In “Allan Gregg’s interview of Jacquie McNish on Canada’s pension crisis (on TVO)”a lot of the issues are covered quite thoroughly. Areas covered were: lack of any pension for 8M Canadians, the private sector pension participation rate dropped from 40% in the 70s to 15% today, underfunded DB plans and its impact when company goes into bankruptcy, the need to raise the priority of pension underfunding  in a bankruptcy situation, the 90s shift from investing  pension plan assets from bonds to stocks, lack of transparency, irreversible move away from DB plans, inadequate/lack of pension guarantees in Canada (as compared to U.S.), inadequate frequency of reporting and the Canadian jurisdictional cesspool associated with pensions . (Did somebody say that Canada’s pension system is not in ‘systemic failure’? Well worth 27 minutes if you are interested in the subject.)

Things to Ponder

Gregory Zuckerman writes in the WSJ that it is “Time to prepare for the next bubble” . He argues that gold won’t protect you when the next bubble bursts. “So what should investors do? Financial pros abhor buying insurance on their portfolios because the cost could allow a competitor to score better returns. But individuals needn’t worry about losing a few percentage points a year in returns if it means building a safety-net for a portfolio. Mr. Paulson purchased credit-defaults swaps which serve as insurance on debt rising in value when the debt falls (but that was more likely as a form of speculation than insurance for bonds already held). Most individuals aren’t allowed to buy this derivative investment. But out-of-the-money ‘put’ contracts, or options that pay off only if the market tumbles, often trade at inexpensive levels and are a boon in market tumbles. And a variety of exchange-traded funds have been introduced that rise when markets fall, making it easier for investors to buy some safety. Have an exit strategy ready, along with some extra cash to cushion any tumble.” (Not sure if this would be the best approach. Why not just sell some of what has run up in price and/or rebalance your portfolio to reduce its risk level.)

In WSJ’s  Brett Arends looks at expectations of future inflation (fear due to al the dollars being printed), looks at the  2.4% market perceived future inflation (as reflected in the difference between 20-year Treasuries and TIPS), the fear that the government published CPI does not reflect true price levels, and that long term Treasury rates don’t reflect fears of inflation. He argues that perhaps gold is the next mania but ““Will gold keep you safe?”betting on a bubble is a very different thing from relying on a “safe haven” from inflation.”

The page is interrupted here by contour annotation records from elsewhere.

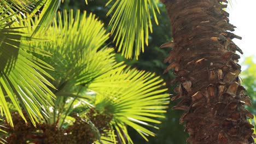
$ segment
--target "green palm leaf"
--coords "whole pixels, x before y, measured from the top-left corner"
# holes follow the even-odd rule
[[[2,1],[2,2],[3,2]],[[21,105],[26,111],[32,123],[39,122],[47,115],[45,109],[53,104],[51,97],[54,95],[46,86],[54,87],[43,75],[51,77],[41,65],[49,69],[53,68],[31,55],[36,53],[48,55],[45,51],[29,47],[24,41],[38,41],[24,35],[20,31],[23,28],[15,27],[13,17],[16,13],[9,11],[10,7],[1,5],[0,11],[0,105],[7,121],[13,124],[7,101],[10,101],[26,121]],[[5,96],[8,96],[6,97]],[[8,98],[8,99],[7,99]]]
[[[144,52],[144,43],[148,44],[148,28],[153,32],[152,15],[158,25],[156,11],[160,13],[155,0],[115,1],[107,15],[113,13],[111,34],[115,33],[116,46],[126,58],[132,58],[134,55],[137,59],[140,52]]]

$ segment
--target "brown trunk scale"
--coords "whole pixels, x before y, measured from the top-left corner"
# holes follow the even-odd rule
[[[165,59],[173,69],[178,95],[182,98],[174,110],[185,111],[190,135],[187,142],[197,143],[254,143],[253,125],[247,117],[253,116],[245,109],[251,105],[238,75],[241,66],[236,51],[242,51],[232,41],[241,39],[230,31],[226,0],[162,0],[172,25],[173,47]]]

In WSJ’s “U.S., overseas stock correlations too strong to last”Palash Ghosh reports that recent strong (first downward and then upward) correlations between developed and emerging markets has made a mockery out of geographic diversification. However Harris’s Cox believes that this was a once in 50 year event, and given the “disparity in economic activity”, it won’t last; Asia will outperform U.S. and Europe. Correlations will reduce but the power of geographic diversification may not return to historical levels.

Spenser Jakab, in the Financial Times’ “Apocalypse how?”writes that confusion about the future reigns supreme in the financial markets.  “Record gold prices and negative US Treasury yields are strange bedfellows, indicating general uneasiness but also conflicting bets on inflation or deflation” He asks in fact if we are heading toward deflationary Japan or Zimbabwean hyperinflation. “. As the great economist Woody Allen once put it: “More than any other time in history, mankind faces a crossroads. One path leads to despair and utter hopelessness, the other to total extinction. Let us pray we have the wisdom to choose correctly.” As you can imagine, no definitive conclusion is reached, but it includes a long list of references that you could pursue, if you are so inclined.

And finally,  in  WSJ’s “An economist’s invisible hand”   John Cassidy discusses some of the ideas of an early 20th century economist, which are getting fresh attention: “Mr. Pigou believed capitalism works tolerably most of the time, he also demonstrated how, on occasion, it malfunctions. His key insight was that actions in one part of the economy can have unintended consequences in others.”